O PL sergipano, portanto, começou a campanha enfrentando uma pergunta que nenhum marqueteiro gostaria de encontrar na primeira segunda feira de trabalho: quem será o vice de Ricardo? O próprio candidato respondeu com serenidade, afirmou respeitar Salete, garantiu que continuará na disputa e prometeu orar para que Deus apresente outro nome. Neste domingo, Ricardo indicou que a definição deverá ocorrer no máximo até segunda feira. A legislação permite a substituição em caso de renúncia, observados os procedimentos e o prazo legal de dez dias a partir do fato que provoca a troca. Portanto, juridicamente existe caminho. Politicamente é que mora a comédia. Vice não deveria ser aplicativo de transporte, em que o sistema procura o motorista disponível mais próximo. O PL precisa encontrar alguém que queira entrar numa chapa cujo primeiro ocupante do banco desembarcou dizendo que faltavam unidade e prioridade.

Fábio Mitidieri, nesse cenário, fez uma demonstração objetiva de estrutura. Seis pontos de adesivagem funcionando ao longo do domingo mostram capilaridade organizacional e capacidade de mobilizar uma máquina eleitoral espalhada territorialmente. Valmir escolheu outra estética, concentrando seu ato em dois pontos e reforçando uma narrativa de rua que já aparece com frequência em sua comunicação. Fábio priorizando gestão e entregas; Valmir enfatizando rua, trajetória pessoal e oposição. Em linguagem de campanha, um chega exibindo a planilha e o outro prefere aparecer no meio da calçada. O eleitor decidirá qual narrativa considera mais convincente. O que ninguém discute é que adesivo, nesta eleição, já deixou de ser apenas plástico. Virou termômetro, cenário e, em alguns casos, terapia de grupo partidária.

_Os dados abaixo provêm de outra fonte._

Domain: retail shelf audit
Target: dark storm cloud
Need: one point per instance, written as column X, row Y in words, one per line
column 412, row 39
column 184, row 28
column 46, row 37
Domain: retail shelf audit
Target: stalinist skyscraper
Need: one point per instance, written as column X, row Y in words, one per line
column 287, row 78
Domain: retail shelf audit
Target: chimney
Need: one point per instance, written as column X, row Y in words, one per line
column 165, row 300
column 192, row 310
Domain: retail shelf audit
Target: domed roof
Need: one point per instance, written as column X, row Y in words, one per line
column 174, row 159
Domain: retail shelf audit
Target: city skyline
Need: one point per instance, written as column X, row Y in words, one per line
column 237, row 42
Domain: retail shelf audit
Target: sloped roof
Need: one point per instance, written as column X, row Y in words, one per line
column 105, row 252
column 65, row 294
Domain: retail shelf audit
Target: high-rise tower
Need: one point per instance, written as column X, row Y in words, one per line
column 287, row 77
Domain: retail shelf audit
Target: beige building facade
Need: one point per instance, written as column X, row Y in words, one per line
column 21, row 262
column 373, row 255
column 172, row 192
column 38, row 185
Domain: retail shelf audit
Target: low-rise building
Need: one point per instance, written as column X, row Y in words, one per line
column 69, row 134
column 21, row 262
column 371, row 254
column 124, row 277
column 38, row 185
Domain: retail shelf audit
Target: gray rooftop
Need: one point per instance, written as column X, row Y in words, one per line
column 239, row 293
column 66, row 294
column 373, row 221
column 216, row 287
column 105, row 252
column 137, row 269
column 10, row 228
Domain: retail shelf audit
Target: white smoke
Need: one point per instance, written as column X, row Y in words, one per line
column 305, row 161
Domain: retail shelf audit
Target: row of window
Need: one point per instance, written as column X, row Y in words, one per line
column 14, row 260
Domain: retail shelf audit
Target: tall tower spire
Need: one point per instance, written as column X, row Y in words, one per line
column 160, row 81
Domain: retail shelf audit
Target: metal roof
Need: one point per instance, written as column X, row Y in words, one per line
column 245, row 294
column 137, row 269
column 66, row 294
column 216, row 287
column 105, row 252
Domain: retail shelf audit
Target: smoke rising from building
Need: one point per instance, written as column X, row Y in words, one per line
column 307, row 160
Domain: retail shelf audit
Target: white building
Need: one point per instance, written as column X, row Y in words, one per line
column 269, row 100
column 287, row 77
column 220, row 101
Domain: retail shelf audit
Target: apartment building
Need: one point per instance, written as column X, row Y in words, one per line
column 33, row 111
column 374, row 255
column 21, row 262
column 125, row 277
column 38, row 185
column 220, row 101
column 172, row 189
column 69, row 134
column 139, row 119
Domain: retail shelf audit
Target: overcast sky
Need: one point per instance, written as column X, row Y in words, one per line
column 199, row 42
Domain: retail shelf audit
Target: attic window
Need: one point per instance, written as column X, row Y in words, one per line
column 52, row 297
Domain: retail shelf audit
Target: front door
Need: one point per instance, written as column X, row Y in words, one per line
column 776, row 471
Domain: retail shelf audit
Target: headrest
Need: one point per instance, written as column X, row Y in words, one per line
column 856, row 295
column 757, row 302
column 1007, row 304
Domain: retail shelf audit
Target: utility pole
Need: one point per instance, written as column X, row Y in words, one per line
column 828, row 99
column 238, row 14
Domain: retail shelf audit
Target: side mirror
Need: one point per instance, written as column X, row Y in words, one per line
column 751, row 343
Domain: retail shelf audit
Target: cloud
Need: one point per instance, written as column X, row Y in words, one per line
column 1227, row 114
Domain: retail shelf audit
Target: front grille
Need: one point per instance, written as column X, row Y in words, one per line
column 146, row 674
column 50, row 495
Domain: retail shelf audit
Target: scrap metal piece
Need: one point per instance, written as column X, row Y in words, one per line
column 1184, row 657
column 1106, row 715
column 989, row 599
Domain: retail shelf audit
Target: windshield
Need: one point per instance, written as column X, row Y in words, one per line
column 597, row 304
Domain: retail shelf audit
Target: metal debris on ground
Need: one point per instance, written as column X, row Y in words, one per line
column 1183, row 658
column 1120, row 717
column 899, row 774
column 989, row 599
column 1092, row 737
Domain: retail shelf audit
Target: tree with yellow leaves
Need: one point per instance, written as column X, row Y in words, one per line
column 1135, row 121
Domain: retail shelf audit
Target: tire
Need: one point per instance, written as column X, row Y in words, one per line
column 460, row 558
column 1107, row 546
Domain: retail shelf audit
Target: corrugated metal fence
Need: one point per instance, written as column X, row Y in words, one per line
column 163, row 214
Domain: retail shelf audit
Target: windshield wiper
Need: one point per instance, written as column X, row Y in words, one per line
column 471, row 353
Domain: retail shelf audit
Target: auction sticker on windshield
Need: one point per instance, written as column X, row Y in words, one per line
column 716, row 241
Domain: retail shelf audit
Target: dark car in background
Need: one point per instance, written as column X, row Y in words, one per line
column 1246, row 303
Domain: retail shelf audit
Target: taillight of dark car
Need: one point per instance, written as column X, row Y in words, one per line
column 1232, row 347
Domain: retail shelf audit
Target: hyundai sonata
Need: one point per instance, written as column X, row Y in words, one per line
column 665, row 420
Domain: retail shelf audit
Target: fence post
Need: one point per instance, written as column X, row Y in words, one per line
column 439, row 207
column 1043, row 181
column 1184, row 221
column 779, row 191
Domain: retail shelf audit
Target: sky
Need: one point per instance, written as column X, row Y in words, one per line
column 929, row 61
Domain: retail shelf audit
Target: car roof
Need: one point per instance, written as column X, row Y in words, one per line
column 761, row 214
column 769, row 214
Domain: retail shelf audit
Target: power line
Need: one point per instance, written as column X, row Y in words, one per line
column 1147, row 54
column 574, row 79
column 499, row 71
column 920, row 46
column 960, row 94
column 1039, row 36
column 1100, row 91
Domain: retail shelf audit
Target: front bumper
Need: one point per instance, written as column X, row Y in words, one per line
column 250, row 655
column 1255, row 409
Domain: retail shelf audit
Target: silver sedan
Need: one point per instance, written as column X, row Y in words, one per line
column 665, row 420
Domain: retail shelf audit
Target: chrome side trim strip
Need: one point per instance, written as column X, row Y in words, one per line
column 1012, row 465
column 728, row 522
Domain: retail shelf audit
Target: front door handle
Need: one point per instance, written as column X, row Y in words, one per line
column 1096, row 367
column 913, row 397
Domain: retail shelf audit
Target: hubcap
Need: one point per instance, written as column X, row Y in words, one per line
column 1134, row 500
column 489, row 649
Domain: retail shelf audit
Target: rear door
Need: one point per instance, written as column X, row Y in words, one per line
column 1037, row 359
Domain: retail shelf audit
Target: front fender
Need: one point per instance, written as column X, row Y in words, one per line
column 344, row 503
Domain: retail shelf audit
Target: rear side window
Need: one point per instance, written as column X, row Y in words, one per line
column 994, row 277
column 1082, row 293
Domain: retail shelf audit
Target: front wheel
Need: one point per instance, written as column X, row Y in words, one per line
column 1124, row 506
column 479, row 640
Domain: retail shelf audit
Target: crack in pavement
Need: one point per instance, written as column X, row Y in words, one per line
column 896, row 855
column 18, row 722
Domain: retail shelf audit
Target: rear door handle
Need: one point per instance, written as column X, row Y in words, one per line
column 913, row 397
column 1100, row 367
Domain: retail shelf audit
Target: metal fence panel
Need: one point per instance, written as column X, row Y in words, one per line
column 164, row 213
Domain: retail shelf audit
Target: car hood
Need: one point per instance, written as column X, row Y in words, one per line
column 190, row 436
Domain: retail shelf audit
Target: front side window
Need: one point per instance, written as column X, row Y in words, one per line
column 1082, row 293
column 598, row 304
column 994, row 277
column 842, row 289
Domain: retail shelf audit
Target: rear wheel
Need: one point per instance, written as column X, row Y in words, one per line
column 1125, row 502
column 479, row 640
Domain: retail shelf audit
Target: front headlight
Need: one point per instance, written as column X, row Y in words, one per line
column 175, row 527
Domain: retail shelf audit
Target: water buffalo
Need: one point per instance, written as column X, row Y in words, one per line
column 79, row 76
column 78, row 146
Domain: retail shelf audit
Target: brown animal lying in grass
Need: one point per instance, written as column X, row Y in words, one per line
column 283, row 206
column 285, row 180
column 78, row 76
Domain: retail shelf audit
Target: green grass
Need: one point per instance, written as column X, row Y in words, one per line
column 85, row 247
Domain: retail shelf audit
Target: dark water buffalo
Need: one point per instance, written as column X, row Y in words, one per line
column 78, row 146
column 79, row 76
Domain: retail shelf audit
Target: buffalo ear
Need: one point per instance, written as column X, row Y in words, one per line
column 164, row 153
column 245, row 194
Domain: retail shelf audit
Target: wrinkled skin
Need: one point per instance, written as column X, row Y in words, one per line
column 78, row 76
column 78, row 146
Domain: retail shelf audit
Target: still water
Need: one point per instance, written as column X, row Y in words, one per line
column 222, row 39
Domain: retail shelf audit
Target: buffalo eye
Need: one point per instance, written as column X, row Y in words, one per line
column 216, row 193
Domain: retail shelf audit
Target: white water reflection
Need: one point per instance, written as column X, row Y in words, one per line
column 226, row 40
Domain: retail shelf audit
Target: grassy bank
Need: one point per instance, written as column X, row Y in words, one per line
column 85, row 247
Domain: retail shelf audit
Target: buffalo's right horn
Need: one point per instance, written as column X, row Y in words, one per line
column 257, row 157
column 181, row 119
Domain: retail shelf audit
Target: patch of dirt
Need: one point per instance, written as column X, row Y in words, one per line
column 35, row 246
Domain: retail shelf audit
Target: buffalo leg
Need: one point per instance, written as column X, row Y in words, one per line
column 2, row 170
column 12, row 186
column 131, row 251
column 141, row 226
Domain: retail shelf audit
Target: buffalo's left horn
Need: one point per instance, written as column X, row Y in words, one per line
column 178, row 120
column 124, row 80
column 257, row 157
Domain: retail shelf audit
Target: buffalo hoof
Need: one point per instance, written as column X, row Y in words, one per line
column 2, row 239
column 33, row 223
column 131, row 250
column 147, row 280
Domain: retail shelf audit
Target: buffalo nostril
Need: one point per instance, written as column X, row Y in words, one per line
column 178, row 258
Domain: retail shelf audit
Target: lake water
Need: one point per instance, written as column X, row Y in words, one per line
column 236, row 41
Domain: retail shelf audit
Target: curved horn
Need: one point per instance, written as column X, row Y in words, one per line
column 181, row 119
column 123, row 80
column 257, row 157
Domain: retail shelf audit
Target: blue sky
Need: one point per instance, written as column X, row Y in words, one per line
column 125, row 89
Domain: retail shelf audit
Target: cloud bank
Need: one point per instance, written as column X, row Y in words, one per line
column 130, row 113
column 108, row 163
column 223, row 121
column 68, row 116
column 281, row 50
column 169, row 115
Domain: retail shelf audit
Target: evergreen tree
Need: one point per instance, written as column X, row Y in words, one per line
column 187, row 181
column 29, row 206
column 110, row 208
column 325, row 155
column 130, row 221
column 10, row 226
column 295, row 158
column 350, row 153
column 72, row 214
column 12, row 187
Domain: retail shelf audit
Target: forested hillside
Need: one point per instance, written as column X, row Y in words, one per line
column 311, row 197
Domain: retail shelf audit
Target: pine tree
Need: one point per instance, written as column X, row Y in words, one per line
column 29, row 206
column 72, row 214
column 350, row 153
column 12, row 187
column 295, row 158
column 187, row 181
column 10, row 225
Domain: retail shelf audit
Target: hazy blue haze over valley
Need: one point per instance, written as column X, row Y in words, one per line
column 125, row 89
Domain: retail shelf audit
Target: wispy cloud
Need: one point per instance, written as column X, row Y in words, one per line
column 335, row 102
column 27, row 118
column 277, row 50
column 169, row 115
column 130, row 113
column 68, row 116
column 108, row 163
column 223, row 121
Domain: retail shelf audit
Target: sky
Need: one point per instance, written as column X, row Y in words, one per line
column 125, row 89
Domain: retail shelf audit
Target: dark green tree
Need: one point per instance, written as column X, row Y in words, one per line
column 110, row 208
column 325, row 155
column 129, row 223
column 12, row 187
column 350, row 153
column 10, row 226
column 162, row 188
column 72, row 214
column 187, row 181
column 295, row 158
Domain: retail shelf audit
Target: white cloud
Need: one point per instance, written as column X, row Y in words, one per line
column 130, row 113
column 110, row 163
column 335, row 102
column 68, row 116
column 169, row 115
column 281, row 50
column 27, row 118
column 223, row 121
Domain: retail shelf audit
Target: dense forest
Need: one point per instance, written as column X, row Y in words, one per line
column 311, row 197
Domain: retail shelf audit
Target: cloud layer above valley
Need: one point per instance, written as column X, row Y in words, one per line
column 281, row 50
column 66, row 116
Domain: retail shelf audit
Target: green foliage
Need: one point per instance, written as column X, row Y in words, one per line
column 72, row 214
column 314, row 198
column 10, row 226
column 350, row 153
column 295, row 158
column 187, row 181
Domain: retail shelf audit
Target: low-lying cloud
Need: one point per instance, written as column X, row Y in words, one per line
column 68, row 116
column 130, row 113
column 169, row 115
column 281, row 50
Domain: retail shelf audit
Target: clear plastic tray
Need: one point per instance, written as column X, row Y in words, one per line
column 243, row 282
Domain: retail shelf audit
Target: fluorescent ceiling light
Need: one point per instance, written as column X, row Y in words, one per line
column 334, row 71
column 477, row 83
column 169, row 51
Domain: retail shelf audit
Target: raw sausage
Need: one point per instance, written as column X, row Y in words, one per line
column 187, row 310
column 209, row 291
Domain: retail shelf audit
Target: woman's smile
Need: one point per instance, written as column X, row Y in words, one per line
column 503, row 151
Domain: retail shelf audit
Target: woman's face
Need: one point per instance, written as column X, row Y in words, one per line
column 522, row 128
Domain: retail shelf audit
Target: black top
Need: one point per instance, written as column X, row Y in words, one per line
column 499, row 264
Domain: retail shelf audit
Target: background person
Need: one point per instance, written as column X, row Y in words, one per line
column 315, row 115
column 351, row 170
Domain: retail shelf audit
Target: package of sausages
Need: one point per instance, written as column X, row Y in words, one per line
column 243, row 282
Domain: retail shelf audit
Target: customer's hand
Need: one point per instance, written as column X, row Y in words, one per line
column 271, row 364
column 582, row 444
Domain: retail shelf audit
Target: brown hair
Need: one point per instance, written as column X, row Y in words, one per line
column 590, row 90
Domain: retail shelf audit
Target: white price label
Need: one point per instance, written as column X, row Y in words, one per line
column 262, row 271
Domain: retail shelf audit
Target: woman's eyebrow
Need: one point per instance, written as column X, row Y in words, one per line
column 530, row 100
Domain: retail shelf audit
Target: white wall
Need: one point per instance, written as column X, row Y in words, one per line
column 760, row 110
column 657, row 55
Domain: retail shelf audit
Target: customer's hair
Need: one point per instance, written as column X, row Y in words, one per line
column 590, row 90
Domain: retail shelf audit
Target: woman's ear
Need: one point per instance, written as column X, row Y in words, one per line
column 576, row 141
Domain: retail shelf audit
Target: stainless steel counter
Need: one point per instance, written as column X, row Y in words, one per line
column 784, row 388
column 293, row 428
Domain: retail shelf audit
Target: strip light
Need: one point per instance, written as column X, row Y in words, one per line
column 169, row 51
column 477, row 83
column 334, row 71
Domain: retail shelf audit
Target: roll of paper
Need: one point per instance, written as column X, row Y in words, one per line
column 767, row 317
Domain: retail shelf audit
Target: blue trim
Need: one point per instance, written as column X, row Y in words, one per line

Emanuel Cacho, Helton Monteiro e Taty Cristina ainda precisam disputar espaço nesse ambiente cada vez mais barulhento, porque a largada foi dominada por estrutura, rua e crise partidária. Mas o grande roteiro cômico destas primeiras horas veio mesmo do PL. Rodrigo Valadares colocou Senado e Câmara no topo das prioridades, Ricardo Marques ficou obrigado a reafirmar que sua candidatura continua, Salete abandonou a chapa criticando justamente a falta de prioridade e unidade e agora o partido corre para anunciar outro vice. Nenhum roteirista de stand up teria coragem de entregar tudo isso no primeiro episódio porque pareceria exagero. A campanha nem completou o primeiro dia e o PL já conseguiu transformar a pergunta “quem será governador?” em outra bem mais urgente dentro de casa: “alguém aí conhece um vice?” Enquanto isso, Valmir e Priscila colam adesivos, Fábio espalha postos pela cidade e Ricardo espera que, desta vez, quem sente no banco do passageiro fique pelo menos até a próxima curva.